This is not a complicated product. Oats. Water. A blender. Thirty cents of ingredients, five minutes of effort, and you have something that tastes better than the shelf-stable, additive-thickened "barista edition" carton sitting behind the counter. The gap between what oat milk costs to make and what it costs to consume is not a supply chain problem. It is a confidence game, and we keep losing.
The counterargument writes itself: you're paying for convenience, for the experience, for not hauling a mason jar to work like some kind of feral productivity enthusiast. Fair. Convenience has always commanded a premium, and no one is obligated to optimize their morning routine into a small manufacturing operation. But there is a difference between paying for convenience and paying for the illusion that the ingredient itself is rare or difficult — and the coffee industry has spent years cultivating that illusion around every alternative milk it touches.
Oat milk's rise was genuine.
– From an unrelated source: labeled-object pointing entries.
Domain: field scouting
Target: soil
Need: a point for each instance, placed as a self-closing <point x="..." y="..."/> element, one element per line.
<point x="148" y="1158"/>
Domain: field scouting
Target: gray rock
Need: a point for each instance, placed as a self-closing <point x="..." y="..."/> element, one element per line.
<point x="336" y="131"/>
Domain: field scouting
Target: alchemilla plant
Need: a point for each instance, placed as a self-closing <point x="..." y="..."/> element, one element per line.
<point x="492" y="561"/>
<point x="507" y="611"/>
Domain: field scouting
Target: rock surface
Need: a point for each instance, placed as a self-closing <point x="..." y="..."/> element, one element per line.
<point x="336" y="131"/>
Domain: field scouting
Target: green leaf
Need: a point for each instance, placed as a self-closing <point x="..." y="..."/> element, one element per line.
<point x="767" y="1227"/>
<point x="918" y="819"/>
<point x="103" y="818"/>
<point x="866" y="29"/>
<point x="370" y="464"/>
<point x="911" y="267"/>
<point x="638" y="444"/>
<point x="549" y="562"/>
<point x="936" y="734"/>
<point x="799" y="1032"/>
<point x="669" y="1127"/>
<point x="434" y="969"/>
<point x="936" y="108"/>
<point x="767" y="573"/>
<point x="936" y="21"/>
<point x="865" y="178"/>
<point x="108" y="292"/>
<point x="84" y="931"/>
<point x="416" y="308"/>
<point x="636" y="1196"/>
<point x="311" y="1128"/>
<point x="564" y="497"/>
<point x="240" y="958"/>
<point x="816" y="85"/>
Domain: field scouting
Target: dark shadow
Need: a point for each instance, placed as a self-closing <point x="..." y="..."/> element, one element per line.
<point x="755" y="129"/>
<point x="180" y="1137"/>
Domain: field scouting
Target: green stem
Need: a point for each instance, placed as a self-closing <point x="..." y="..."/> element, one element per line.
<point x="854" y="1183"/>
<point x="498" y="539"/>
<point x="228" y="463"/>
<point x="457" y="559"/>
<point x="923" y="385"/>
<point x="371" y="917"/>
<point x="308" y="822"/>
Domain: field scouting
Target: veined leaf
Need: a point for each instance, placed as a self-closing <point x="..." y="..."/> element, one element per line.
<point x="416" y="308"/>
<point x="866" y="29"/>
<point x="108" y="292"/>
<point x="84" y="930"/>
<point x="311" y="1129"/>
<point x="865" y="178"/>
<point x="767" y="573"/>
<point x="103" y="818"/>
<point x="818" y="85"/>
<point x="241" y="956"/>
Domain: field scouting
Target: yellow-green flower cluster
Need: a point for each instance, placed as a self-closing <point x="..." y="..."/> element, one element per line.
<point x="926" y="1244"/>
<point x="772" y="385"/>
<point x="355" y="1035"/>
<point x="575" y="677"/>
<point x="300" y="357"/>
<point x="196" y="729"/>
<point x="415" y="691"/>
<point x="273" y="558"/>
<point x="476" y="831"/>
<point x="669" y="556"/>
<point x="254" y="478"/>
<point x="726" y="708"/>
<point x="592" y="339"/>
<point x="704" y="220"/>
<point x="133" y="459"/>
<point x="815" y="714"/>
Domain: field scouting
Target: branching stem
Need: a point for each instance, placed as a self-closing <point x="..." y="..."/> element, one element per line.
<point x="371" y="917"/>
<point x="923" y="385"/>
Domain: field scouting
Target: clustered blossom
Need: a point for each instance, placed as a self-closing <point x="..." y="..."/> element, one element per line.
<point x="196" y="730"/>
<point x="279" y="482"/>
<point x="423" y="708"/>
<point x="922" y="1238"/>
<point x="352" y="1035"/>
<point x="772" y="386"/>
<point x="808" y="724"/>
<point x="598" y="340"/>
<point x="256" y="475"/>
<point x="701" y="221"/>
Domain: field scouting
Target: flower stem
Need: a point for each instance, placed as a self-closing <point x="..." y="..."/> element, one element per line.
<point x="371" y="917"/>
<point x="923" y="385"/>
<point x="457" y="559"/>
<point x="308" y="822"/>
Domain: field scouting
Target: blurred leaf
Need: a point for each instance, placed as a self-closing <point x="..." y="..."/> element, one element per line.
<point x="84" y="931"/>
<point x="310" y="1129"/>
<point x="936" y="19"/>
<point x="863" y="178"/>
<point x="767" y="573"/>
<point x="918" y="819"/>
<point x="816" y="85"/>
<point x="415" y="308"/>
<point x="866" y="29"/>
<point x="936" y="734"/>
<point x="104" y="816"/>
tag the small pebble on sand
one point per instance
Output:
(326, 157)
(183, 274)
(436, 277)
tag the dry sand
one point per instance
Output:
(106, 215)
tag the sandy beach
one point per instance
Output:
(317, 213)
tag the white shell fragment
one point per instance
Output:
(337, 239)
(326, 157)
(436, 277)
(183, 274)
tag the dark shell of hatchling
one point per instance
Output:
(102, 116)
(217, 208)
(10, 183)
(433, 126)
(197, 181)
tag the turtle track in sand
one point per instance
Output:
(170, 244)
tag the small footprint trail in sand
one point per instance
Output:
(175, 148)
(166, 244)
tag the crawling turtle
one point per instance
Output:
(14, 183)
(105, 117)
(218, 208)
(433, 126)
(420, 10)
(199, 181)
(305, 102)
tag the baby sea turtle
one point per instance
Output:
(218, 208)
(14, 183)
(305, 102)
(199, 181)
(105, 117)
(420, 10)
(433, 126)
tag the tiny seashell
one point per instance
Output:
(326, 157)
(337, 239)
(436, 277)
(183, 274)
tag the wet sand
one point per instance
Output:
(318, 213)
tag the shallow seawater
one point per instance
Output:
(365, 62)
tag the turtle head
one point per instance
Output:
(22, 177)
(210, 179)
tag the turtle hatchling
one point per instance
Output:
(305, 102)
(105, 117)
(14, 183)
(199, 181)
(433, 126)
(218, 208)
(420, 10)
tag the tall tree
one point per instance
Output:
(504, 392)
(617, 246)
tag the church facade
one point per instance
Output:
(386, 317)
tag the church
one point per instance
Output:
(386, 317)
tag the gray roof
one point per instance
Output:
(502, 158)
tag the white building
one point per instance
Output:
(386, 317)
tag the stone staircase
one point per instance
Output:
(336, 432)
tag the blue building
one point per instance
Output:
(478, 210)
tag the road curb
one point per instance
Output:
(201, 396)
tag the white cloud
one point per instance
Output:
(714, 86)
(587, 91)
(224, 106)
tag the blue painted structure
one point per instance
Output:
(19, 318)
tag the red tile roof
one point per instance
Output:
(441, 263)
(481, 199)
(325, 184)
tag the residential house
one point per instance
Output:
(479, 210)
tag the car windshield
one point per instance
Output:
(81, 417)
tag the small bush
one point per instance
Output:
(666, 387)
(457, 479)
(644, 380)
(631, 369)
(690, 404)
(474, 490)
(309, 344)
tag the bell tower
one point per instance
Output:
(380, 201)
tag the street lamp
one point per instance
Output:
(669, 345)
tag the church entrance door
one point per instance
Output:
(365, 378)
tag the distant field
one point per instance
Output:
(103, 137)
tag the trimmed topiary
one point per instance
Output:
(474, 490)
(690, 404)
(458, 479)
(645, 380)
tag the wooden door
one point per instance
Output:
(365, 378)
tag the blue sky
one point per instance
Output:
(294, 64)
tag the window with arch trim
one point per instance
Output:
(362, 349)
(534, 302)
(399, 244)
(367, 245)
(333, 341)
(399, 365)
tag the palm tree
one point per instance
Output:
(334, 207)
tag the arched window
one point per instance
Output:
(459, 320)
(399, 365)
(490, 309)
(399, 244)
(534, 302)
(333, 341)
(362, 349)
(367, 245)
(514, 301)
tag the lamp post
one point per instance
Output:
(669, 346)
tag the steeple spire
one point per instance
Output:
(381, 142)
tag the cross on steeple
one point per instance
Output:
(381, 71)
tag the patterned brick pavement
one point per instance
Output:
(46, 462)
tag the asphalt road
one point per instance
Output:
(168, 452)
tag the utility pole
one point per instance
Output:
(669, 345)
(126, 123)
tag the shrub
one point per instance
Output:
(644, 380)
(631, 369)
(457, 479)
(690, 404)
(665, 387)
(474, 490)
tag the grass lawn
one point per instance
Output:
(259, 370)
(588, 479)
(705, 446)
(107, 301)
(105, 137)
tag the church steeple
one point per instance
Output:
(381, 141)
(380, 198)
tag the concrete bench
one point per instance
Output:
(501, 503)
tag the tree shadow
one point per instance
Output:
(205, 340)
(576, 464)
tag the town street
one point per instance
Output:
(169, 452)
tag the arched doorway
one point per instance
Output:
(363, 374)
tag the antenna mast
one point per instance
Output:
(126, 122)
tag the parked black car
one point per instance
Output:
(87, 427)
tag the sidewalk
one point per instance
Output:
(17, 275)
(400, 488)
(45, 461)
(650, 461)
It solved real problems: a creamy texture that survives heat, a neutral flavor that doesn't fight the espresso, a product that works for people navigating dairy intolerance or environmental concern. The demand was earned. The pricing was not. Somewhere between a Swedish food startup and the corner café, oat milk stopped being an accessible alternative and became a luxury line item on a drink that already costs six dollars.
The mason jar crowd — the people blending their own at home, portioning it out, carrying it in bags that clink — they are not unhinged. They are just paying attention. They noticed that the emperor's oat milk has no clothes, or rather, has very simple clothes that anyone can sew in five minutes before work. The social cost is mild embarrassment. The financial return is real.
You don't have to make your own. But you should at least know what you're buying when you don't. It's oats. It's water. And the person who figured that out and started bringing a mason jar to the office has better coffee than you, and they know it.